What Really Happened in the Russian Elections

If communists proved the fallacy of their ideas in 70 years, the capitalists needed only twenty years to achieve this same result, joked Maxim Kantor, a prominent modern Russian painter, writer and thinker. The twentieth anniversary of the restoration of capitalism that Russia commemorated this year was not a cause for celebration but rather for sad second thoughts. The Russians loudly regretted the course taken by their country in 1991; the failed coup of August 1991, this last ditch attempt to preserve communism, has been reassessed in a positive light, while the brave Harvard boys of yesteryear who initiated the reforms are seen as criminals. Yeltsin and Gorbachev are out, Stalin is in.

Despite the falsifications of election results (discussed below), the communists (CPRF and their splinter party the Just Russia or SR) greatly increased their share and can be considered the true winners. The ruling United Russia (ER) party suffered huge losses. A loose confederation of power-seeking individuals, it could easily fall apart. There is a distinct possibility of the communists being able to form the government; that is, if they should be asked to do so by the President.

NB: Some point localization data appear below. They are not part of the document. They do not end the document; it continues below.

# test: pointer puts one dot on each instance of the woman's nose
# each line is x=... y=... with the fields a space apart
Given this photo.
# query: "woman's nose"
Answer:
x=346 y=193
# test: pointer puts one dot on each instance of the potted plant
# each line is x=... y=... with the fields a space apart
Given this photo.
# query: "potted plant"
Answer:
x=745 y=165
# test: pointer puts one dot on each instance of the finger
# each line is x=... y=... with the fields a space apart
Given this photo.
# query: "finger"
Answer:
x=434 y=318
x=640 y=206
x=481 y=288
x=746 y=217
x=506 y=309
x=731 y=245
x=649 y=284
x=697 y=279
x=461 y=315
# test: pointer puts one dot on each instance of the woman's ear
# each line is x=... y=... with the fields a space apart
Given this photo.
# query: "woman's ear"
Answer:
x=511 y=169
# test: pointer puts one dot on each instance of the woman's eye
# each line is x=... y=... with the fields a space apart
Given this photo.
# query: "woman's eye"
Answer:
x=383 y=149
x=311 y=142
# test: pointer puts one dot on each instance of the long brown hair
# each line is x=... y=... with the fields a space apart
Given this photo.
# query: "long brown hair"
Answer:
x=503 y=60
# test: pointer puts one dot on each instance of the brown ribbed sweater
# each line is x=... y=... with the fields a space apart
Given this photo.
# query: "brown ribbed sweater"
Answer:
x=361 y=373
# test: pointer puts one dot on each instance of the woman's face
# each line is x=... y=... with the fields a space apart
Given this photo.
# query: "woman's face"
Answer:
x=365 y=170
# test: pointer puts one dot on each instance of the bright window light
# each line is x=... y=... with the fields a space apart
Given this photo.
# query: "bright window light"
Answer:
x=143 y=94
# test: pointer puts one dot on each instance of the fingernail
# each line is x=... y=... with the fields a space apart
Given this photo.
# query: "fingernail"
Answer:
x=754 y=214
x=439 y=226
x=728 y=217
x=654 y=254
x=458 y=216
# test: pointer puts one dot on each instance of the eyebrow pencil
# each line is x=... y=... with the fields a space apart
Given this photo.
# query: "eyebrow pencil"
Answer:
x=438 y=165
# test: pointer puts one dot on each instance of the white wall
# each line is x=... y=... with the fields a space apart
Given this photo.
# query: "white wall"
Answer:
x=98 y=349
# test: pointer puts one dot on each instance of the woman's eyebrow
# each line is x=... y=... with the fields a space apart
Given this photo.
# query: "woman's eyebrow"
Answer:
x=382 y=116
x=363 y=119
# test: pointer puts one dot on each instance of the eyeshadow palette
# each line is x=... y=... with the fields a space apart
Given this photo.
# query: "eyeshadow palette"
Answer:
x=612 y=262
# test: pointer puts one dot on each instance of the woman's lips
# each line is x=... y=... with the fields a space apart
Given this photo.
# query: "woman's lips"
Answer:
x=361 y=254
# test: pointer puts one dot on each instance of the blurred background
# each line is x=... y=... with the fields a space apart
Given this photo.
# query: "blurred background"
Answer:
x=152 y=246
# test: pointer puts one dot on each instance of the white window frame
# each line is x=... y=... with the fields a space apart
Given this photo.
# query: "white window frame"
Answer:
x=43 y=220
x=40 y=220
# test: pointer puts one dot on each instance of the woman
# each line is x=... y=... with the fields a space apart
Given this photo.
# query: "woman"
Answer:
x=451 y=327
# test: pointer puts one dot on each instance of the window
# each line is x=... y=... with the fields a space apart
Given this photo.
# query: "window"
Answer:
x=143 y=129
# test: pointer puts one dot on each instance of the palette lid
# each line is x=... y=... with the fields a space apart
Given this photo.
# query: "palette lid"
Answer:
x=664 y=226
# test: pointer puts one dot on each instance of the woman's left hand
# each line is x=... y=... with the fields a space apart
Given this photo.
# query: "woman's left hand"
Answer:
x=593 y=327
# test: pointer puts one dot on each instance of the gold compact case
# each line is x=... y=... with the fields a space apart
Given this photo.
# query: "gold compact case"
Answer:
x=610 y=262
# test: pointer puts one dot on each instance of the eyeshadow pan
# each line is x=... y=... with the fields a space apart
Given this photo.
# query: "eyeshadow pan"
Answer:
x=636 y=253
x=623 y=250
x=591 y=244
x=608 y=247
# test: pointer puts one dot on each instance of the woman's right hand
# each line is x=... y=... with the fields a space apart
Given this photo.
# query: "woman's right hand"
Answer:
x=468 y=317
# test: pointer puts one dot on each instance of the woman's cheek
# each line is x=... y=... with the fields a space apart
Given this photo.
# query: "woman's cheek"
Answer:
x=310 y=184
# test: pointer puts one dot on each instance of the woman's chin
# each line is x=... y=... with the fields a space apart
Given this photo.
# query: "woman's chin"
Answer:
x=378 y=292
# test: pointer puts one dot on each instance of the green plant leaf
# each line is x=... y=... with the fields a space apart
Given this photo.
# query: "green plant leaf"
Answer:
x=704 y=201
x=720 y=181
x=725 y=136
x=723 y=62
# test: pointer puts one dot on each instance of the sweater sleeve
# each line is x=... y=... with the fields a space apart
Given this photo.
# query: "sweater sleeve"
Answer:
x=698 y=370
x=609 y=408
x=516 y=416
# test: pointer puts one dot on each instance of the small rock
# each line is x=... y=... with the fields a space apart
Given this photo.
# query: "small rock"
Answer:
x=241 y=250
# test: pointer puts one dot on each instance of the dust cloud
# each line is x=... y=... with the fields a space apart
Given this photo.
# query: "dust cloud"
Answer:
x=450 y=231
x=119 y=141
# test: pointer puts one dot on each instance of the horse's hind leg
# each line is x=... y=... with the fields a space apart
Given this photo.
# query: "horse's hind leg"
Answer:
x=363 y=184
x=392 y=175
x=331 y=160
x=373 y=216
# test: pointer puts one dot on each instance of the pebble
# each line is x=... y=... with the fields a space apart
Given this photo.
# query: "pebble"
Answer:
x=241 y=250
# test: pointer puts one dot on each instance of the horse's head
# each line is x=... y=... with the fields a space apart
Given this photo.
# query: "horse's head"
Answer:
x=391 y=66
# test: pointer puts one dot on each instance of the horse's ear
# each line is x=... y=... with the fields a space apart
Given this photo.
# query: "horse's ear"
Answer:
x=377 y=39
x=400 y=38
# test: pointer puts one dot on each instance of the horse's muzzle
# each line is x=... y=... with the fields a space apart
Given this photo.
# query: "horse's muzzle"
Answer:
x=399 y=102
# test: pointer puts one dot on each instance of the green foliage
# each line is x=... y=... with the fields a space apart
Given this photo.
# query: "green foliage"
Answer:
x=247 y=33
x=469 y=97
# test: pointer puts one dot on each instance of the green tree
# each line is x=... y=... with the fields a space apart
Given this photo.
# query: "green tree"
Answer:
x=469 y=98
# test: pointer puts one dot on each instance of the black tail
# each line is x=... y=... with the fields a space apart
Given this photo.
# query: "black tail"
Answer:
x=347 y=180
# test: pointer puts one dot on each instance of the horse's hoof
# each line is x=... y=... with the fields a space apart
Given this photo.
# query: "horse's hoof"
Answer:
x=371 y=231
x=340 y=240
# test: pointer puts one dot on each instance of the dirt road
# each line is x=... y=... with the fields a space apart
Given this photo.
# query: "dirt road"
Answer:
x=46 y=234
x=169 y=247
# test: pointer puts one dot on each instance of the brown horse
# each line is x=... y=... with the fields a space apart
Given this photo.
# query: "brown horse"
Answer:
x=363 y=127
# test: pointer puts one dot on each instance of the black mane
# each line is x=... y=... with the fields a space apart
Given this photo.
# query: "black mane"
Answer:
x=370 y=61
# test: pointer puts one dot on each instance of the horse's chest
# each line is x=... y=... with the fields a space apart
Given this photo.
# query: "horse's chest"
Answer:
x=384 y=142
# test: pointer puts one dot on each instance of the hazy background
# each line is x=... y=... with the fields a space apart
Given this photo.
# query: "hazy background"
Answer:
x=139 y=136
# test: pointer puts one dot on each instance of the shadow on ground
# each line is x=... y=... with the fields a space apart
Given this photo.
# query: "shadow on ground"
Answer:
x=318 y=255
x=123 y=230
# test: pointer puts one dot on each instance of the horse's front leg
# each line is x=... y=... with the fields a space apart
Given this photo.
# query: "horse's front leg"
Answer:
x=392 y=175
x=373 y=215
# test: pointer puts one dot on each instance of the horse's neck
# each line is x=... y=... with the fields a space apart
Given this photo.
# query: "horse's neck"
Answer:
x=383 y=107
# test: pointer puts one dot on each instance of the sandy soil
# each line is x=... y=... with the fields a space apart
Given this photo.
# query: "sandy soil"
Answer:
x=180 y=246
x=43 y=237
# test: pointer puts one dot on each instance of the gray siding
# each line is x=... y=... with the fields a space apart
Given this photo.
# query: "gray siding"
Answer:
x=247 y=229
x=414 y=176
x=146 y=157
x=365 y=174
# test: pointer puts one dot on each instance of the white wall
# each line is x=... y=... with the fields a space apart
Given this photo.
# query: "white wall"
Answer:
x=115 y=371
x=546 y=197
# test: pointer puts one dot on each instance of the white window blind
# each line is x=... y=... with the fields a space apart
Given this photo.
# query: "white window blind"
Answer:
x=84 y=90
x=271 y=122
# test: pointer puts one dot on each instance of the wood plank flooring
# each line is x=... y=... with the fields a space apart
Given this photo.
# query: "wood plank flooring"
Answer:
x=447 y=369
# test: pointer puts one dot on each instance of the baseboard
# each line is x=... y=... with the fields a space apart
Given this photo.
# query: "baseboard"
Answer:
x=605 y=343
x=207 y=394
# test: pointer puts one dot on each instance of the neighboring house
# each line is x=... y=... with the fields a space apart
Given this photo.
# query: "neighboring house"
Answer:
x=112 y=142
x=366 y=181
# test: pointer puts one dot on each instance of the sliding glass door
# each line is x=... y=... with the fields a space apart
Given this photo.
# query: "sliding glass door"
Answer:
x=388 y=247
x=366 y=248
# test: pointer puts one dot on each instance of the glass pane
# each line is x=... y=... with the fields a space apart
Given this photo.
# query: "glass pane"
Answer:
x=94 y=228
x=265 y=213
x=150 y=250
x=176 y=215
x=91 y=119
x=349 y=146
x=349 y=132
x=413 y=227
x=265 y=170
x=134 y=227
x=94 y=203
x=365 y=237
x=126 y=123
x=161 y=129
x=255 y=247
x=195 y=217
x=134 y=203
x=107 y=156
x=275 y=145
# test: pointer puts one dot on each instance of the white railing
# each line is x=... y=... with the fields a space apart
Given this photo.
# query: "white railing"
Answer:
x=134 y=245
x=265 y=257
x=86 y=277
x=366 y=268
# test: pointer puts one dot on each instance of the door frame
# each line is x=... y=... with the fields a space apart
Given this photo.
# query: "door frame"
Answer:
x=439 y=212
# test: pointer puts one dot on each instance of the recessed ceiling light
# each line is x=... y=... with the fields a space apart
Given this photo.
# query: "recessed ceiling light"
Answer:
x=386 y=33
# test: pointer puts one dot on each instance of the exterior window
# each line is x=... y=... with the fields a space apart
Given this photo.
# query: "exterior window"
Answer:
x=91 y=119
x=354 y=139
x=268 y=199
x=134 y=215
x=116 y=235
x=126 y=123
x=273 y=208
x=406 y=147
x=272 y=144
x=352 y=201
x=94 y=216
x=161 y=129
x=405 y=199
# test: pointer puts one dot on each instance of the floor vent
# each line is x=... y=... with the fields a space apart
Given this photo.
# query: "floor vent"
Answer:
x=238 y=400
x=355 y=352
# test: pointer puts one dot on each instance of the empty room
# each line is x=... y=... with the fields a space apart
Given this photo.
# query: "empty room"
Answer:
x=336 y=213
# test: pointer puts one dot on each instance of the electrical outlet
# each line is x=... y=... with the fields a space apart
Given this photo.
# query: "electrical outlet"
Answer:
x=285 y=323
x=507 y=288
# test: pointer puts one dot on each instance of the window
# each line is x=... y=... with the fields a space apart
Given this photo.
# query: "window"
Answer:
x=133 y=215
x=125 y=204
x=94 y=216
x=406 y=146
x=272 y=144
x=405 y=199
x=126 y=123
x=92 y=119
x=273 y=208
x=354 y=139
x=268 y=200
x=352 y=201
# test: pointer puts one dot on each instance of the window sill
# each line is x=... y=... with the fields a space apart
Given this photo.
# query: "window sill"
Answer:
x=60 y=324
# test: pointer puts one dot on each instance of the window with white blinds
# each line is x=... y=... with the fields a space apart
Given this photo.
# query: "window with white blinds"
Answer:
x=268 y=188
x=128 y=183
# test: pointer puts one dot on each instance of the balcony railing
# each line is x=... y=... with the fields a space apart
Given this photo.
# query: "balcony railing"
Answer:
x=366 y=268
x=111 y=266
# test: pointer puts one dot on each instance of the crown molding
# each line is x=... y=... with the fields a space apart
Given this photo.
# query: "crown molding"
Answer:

Pro-capitalist and right-wing parties were decimated by the voters. Neoliberal Right Cause (PD), the party of choice for market believers, languished with less than one per cent of the vote. The liberal, pro-Western Apple Party (half-jokingly referred to as “the Steve Jobs party”) did not cross the electoral threshold. Many Russians think that, discounting falsifications, the communists “really” got over 50 per cent, while the ER actually got less, perhaps much less. Given the chance, the people voted for communists, as had been predicted a few months ago by VT Tretyakov, a senior Russian journalist and chief editor, during an address to a Washington DC think tank. He correctly said that in fairly honest elections, the communists will carry the day, and the liberals will be gone, and he was right. If this change of heart does not find its expression in political action, people will feel cheated.

Were the elections falsified? Independent observers reported many irregularities in Moscow; probably it was even worse elsewhere. It seems that the ruling ER party activists inserted many fake ballots, and probably skewed the results in their favour. A poll made by NGO Golos on the basis of a few polling places with no irregularities showed that the communists won big, while the ER almost collapsed at the polls. On the web, there are claims of massive distortions following the vote count. It is hard to extrapolate from the Moscow results to the whole country, but the Russians believe that the results were falsified. They are also tired of their Teflon rulers.